# Other Pythons > General Pythons >  Green Tree Pythons?

## moonlightgdess

So I have a growing ball python collection, but then I saw this on BHB: http://lllreptile.com/store/catalog/...-tree-pythons/

And... it's pretty damn sweet looking. But, how is the temperament of green tree pythons? I read they can get aggressive if they're handled as such. Anyone on here breed/own a few? Thanks!

----------


## DavidMundy

I own a female Biak green tree python. She was very aggressive when I first got her, but after handling her 2-3 times a week she settled down a lot. Although some green tree pythons are puppy dog friendly I wouldn't recommend handling them too often especially as neonates, their spines and tails are extremely delicate and can easily be injured.

Also never attempt to handle one during the night, they will mistake your hand for a nice meal. (learned from experience lol)

----------


## Dabonus

My GTP was a little feisty when I first got him.
Now he's almost two years old, and after he put on some size I started handling his once a week. 

I still can't just reach into his cage whenever I feel like it to take him out, but if it's the middle of the day and I take the time to slowly work him off his perch he's find to handle.

----------


## alittleFREE

Never owned any personally, but when I went "backstage" at the reptile house at the Atlanta zoo years and years ago, if I remember correctly, the GTP's were the only non-venomous snakes the employees were using hooks with  :Salute:

----------


## babyknees

My GTP is a sweetheart. He's very tolerant of handling and while he can be intimidating at night I have successfully handled him then. I don't 100% trust him but he's a good boy and one of my favorite snakes to handle.

----------


## heathers*bps

I don't handle my GTP. He tags every chance he gets.

----------


## Void

I recently bought 2 for my gf as a surprise bday gift and we can reach in their tank and pull em out no problem. One of them was a lil nervous the 1st week but went away quick. We hold em all the time and they have no problems with it. It really depends on the individual snake. You might get a puppy, you might get a hell hound. People say carpet pythons have a nasty temperament as babies, but out of 12 I've only had 2 that struck at me.

----------


## Foxtuning65

I currently have one, and he is a Biak which is supposed to be the more aggressive locality. But for me he's been fine. Haven't even struck at me yet. But I've heard a lot of stories of them being extremely nasty. They do stress easily but after a couple handling "sessions" mine hasn't had any issue coming out. As a matter of fact here's a pic I took yesterday.

----------


## beez

my baby biak is like a puppy. i handle her every couple days and she's never struck at me. it takes me a few minutes to take her off the perch usually, you cant just reach in, grab them and pull them out like you can with a ball python. i have to be gentle and let her come off the perch. she can be a little flighty but shes never tried to bite. awesome snake though and im glad i dont have a nasty one. i got her quite young though and have been handling her since the day i got her although that seems to go against some general advice on these boards.

----------


## DavidMundy

I suggest you check out this site and read up on them for a while before purchasing.

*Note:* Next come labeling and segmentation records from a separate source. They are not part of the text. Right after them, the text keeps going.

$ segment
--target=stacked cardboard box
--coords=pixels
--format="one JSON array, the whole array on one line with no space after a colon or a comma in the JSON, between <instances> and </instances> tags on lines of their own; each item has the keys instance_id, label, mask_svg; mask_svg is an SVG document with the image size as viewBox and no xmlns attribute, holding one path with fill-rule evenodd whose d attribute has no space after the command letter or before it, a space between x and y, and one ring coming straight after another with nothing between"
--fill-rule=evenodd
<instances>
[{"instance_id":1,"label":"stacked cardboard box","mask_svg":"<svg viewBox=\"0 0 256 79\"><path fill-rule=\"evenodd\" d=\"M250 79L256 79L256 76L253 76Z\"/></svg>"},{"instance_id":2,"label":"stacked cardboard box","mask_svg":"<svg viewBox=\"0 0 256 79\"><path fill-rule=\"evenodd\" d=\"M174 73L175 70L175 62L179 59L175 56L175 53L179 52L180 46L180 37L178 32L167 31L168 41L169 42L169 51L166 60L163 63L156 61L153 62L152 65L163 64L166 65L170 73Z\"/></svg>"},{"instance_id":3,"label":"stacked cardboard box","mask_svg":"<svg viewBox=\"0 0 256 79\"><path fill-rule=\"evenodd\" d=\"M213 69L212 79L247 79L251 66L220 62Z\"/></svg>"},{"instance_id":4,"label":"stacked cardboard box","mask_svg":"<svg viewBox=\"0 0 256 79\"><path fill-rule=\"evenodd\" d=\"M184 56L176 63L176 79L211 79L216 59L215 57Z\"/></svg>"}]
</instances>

http://www.bjarboreals.com/care_sheet_chondros.htm

----------


## Evenstar

> I own a female Biak green tree python. She was very aggressive when I first got her, but after handling her 2-3 times a week she settled down a lot. Although some green tree pythons are puppy dog friendly I wouldn't recommend handling them too often especially as neonates, their spines and tails are extremely delicate and can easily be injured.
> 
> Also never attempt to handle one during the night, they will mistake your hand for a nice meal. (learned from experience lol)





> I suggest you check out this site and read up on them for a while before purchasing.
> 
> http://www.bjarboreals.com/care_sheet_chondros.htm


Totally agree!

I highly suggest that you look at picking up a juvenile or sub-adult or even an adult GTP instead of a neonate.  There are several reasons for this, but if you're concerned about temperament, this is the only way to know what you're getting.  I got my GTP as an adult and I am soooo glad I did!  He is a perfect gentleman.  He came out of his shipping bag gentle as a kitten and I can handle him whenever I want (except in deep shed or at night - they do go into hunting mode at night, lol!)

----------

_DavidMundy_ (05-15-2012)

----------


## KMG

I just got a female Biak Green Tree Python. The previous owner told me she was nice and he would handle her every so often. He said she had only struck one time. I think that was a lie she is very nippy and has tagged me several times. It doesn't hurt but her little needle teeth can draw blood. If your not ready for at least the chance of getting tagged I would do as suggested and get a older one that is already able to be handled. They are beautiful but not like a BP. Even if he told me the truth it would not have changed my mind she is a great addition to the family. Just make sure your prepared for it so your not trying to sale it like my snakes previous owner. 

I wear soft gloves to get her out and then as she calms down I remove one glove at a time but she still will get me. She seems to be testing me out. I never grab her and just let her crawl as she wants through my hands. I also don't put her back until she's gone a few minutes without any attempt of a strike.

----------


## Evenstar

Biaks are somewhat known for being nippy.  There are many locals that tend to have better temperaments.  Arus, Jayapuras, and Merukes are all generally better.   :Good Job:

----------

MSG-KB (06-18-2012)

----------


## KMG

Yea, I researched them a lot before actually getting one. The one I found was a real beauty and I don't mind working with her. I knew getting into it that many don't like any handling so me being able to handle her what I can now gives me hope. 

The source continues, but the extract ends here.